Lebih lanjut Yusri menyatakan bahwa Pertamina sudah memiliki Standard Operating Procedure (SOP) dalam bekerja, ada perintah kerja nya, baik untuk individu, organisasi dan alat, namanya TKI (tata kerja individu), TKO (tata kerja organisasi), dan PO (pedoman operasi) “.
Lagian sejak awal tahun 2015 bahwa keputusan Pertamina menutup cucu perusahaannya PETRAL di Singapore karena ditenggarai selama lebih 12 tahun sebagai sarangnya mafia migas , sehingga dengan semangat visi dan misi melakukan efisiensi dengan memotong pemburu rente dan akan berhubungan langsung dengan produsen minyak ( MNOC dan NOC) serta kilang minyak diluar negeri dan bukan dengan pedagang ( trader).
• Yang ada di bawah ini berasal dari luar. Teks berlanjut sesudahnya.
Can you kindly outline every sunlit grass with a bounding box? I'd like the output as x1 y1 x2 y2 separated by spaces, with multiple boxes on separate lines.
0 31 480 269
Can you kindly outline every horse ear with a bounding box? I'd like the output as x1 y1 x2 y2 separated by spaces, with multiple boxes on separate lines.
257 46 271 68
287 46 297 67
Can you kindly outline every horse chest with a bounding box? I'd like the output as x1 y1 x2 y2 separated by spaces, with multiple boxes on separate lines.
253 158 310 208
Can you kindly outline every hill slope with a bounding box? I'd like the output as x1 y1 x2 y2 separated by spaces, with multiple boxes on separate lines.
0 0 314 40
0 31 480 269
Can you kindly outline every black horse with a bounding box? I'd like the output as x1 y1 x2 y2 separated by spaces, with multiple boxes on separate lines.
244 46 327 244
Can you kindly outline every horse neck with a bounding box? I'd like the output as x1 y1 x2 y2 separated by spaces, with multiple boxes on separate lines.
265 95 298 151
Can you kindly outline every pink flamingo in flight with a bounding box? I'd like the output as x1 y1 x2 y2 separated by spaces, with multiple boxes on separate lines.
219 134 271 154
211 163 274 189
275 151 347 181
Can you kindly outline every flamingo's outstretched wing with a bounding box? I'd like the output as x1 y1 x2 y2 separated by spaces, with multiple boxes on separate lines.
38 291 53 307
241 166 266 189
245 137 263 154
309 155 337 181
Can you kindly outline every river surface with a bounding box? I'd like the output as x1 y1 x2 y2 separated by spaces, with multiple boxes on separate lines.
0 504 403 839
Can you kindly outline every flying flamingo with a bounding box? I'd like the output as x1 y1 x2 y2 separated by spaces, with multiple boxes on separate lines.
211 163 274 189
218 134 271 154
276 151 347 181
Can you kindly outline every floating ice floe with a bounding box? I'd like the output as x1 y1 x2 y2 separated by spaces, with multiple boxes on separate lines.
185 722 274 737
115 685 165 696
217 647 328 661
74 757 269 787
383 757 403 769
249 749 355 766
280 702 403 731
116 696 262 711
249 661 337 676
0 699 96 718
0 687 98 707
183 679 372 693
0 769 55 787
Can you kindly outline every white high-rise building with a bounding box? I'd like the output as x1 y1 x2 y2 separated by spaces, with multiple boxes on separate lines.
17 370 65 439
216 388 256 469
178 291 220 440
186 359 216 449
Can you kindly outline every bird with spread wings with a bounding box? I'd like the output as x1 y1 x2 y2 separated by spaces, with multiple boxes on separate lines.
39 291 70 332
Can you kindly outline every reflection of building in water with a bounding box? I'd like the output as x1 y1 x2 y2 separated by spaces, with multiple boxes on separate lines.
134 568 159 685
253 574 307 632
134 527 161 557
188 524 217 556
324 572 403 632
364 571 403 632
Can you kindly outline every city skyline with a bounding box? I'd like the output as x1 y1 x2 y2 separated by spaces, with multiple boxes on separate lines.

Suatu hal yang harus sangat dikritisi adalah semua proses bisnis di ISC menurut Yusri , bahwa ISC secara struktural dalam struktur organisasi Pertamina berada langsung dibawah kendali Dirut Pertamina dan dia hanya bisa diperintah dan bertanggung jawab hanya kepada Dirut Pertamina , sehingga kewenangan yang sangat luar biasa menyangkut perencanaan , pelaksanaan tender dan memutuskan sendiri siapa rekanan terpilih untuk setiap pembelian minyak mentah dan BBM setiap tahunnya .
Mengingat pada tahun 2015 total pembelian minyak mentah dan produk BBM sejumlah 280 juta barel dengan nilai total transaksi USD 27, 41 miliar atau setara Rp 356,3 triliun yang mendekati 20% dari nilai APBN thn 2015, artinya kewenangan yang luar biasa cenderung dapat disalahgunakan berkongkalikong antara oknum ISC dengan trader yang akan merugikan Pertamina dan akhirnya rakyatlah menjadi korbannya sebagai pembeli BBM kemahalan.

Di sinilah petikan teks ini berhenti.